Tuesday, February 25, 2014

Spoofing Peer-Reviewed Science With Gibberish

Headline in Nature:
"Publishers withdraw more than 120 gibberish papers" "The publishers Springer and IEEE are removing more than 120 papers from their subscription services after a French researcher discovered that the works were computer-generated nonsense.

Over the past two years, computer scientist Cyril Labbé of Joseph Fourier University in Grenoble, France, has catalogued computer-generated papers that made it into more than 30 published conference proceedings between 2008 and 2013. Sixteen appeared in publications by Springer, which is headquartered in Heidelberg, Germany, and more than 100 were published by the Institute of Electrical and Electronic Engineers (IEEE), based in New York. Both publishers, which were privately informed by Labbé, say that they are now removing the papers.

Among the works were, for example, a paper published as a proceeding from the 2013 International Conference on Quality, Reliability, Risk, Maintenance, and Safety Engineering, held in Chengdu, China. (The conference website says that all manuscripts are “reviewed for merits and contents”.) The authors of the paper, entitled ‘TIC: a methodology for the construction of e-commerce’, write in the abstract that they “concentrate our efforts on disproving that spreadsheets can be made knowledge-based, empathic, and compact”. (Nature News has attempted to contact the conference organizers and named authors of the paper but received no reply; however at least some of the names belong to real people. The IEEE has now removed the paper).

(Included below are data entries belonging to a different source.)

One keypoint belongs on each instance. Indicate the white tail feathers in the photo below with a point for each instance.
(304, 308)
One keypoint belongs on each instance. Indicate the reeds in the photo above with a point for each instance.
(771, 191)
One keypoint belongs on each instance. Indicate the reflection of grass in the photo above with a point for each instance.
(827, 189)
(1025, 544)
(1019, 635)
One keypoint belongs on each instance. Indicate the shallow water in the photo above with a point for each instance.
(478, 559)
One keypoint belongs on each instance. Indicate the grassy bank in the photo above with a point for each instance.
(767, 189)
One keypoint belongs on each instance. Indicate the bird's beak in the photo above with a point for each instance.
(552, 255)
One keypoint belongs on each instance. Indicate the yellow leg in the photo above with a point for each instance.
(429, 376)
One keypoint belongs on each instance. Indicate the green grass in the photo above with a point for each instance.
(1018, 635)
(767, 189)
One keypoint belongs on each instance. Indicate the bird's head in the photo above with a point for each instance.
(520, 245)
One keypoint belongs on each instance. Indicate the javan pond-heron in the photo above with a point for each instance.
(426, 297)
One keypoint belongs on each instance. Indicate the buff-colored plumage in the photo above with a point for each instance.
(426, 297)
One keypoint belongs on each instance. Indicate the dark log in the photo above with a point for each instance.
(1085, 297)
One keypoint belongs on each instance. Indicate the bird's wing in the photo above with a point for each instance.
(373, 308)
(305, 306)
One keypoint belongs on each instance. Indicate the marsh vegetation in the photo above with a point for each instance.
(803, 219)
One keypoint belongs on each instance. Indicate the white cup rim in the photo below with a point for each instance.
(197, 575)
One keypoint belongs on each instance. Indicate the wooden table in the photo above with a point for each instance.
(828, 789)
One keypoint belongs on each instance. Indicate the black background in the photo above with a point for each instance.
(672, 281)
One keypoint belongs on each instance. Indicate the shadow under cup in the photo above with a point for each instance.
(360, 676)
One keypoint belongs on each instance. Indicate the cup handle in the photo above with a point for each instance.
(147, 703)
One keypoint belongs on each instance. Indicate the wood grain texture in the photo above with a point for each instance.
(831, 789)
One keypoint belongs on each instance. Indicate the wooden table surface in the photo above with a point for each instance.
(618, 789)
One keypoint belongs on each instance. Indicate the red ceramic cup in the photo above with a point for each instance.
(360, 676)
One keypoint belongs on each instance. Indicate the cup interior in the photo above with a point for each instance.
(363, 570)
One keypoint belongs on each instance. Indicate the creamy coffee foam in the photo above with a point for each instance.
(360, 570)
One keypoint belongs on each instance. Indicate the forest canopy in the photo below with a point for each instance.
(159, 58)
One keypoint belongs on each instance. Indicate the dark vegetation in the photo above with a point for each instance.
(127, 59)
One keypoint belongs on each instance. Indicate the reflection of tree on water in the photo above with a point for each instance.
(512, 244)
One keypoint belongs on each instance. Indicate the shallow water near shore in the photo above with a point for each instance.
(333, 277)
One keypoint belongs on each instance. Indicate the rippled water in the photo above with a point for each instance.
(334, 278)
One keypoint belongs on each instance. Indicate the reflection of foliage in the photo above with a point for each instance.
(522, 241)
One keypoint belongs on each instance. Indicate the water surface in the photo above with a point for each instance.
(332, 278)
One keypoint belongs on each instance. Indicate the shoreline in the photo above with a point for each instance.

How to create a nonsense paper
Labbé developed a way to automatically detect manuscripts composed by a piece of software called SCIgen, which randomly combines strings of words to produce fake computer-science papers. SCIgen was invented in 2005 by researchers at the Massachusetts Institute of Technology (MIT) in Cambridge to prove that conferences would accept meaningless papers — and, as they put it, “to maximize amusement” (see ‘Computer conference welcomes gobbledegook paper’). A related program generates random physics manuscript titles on the satirical website arXiv vs. snarXiv. SCIgen is free to download and use, and it is unclear how many people have done so, or for what purposes. SCIgen’s output has occasionally popped up at conferences, when researchers have submitted nonsense papers and then revealed the trick.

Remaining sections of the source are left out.